I am sure developers often download source of a Leiningen project and run Lein commands before looking whether project.clj does code execution, but at least they had to download the source for that to happen. Doing eval on the project.clj of transitive dependencies is another level of openness to exploits.
there's a fairly easy path to do the right thing using the lein code base iirc, but it does require depending on that code (which pulls in a bunch of stuff)
doing this the really really right way (like eval in clojail or something) is probably not something I personally am ever going to write :)

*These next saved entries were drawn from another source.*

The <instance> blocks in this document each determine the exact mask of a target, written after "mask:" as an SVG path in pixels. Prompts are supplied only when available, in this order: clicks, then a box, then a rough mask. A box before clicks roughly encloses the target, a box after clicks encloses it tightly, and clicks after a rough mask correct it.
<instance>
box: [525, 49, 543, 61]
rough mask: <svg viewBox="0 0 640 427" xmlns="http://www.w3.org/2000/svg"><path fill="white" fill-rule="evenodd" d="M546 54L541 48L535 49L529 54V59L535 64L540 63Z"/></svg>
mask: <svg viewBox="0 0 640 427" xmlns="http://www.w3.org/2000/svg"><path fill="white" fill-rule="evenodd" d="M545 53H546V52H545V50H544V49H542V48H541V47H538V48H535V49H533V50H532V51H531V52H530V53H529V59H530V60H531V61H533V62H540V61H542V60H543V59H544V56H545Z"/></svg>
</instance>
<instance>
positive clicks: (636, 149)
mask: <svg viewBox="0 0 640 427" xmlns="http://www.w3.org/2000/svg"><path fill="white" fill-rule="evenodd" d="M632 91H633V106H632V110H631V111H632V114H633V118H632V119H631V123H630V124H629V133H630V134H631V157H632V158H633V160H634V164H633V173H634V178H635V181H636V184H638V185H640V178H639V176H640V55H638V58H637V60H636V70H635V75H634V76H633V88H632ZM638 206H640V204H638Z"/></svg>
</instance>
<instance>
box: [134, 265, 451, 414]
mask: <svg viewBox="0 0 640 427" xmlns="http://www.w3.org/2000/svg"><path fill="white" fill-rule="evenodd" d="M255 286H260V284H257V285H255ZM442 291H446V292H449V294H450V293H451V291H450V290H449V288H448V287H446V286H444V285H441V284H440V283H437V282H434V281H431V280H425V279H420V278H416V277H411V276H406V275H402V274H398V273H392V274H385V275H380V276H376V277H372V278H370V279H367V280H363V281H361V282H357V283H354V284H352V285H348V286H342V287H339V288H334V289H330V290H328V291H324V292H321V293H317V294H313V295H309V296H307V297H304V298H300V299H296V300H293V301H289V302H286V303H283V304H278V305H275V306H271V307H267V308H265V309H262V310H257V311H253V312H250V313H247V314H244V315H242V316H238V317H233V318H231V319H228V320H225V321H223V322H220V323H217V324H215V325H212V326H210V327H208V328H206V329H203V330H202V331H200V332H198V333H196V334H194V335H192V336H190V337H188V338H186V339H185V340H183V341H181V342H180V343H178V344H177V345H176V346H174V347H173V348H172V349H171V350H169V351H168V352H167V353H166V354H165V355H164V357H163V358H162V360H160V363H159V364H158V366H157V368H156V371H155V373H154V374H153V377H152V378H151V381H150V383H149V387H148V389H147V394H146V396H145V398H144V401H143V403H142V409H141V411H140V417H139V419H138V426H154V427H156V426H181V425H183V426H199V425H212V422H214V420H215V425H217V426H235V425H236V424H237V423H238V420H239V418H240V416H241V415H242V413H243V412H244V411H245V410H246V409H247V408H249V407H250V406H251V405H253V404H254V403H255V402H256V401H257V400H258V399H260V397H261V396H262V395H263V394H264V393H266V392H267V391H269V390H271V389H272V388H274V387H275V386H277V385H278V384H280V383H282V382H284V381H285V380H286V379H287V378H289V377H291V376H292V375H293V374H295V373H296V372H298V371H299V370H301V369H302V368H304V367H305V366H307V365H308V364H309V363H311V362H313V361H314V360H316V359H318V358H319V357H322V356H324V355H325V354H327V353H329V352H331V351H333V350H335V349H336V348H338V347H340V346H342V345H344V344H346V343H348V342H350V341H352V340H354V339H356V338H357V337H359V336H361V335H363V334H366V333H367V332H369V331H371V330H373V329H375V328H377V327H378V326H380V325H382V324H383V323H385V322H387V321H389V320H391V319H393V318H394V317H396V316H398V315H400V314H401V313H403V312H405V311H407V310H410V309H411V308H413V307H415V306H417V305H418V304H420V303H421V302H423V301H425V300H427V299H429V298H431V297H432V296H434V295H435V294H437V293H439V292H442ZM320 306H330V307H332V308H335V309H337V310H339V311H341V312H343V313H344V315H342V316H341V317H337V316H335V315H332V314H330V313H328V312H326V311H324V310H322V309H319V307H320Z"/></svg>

that's why I said "sandboxed", something like clojail or sci, so allow only a restricted set of functions. it sounds like a bit of a headache that may not be worth it for the 20% or less
think of the endless bug reports ...
like I said, I'd be interested in knowing a better estimate of the %
if it's 99% then that's an easier decision
Is the % number you are interested in mainly "is pure edn" vs. not? Or some finer distinctions would be interesting to know?
I guess you can retrieve a list of all clojars projects and then curl to their github repo and try to parse it with edn/read-string
I have swapped from read-eval to just templating an EDN-readable project.clj recently. the templating is done with clojure
ironically 🙂
just whether a naive slurp edn/read find-:dependencies would work
if anyone wanted to get a believable estimate and write that code, I'm happy to consider it
and likely ignore any :profiles with their own :dependencies keys
not doing anything down that line
gotta run... later
@borkdude I am happy to work on my other hobbies if this has set a fire under you. You would probably beat me to the answer, anyway 🙂 One perhaps additional interesting thing to check, if it isn't difficult, is whether the http://clojars.org pom.xml is "equivalent" to the top level :dependencies key.
@andy.fingerhut feel free to give this a go, I'm not doing this anytime soon, got lots of other stuff to do atm
Somehow reminds me of a scene from an old Simpson's show: https://www.youtube.com/watch?v=6qUQ94_MF2Y
That's the beauty of it -- neither of us did, but Alex was already wondering about doing it 🙂
As a sanity check on whether people often deploy pom.xml files that are a different dependencies list than the top level :dependencies key
Usually when I need a project.clj as git dep really bad, I just fork it and add the deps.edn myself
Not directly related to this problem, but there is a repo which collects stats from clojars as edn files: https://github.com/plexus/clojars-stats Could be of use for some kinds of analyses
Thanks for pointing that out. If nothing else, it might be a good way to get a large list of projects, and sort them by download popularity or something like that.
and drive a program that downloaded more stuff about each project found there.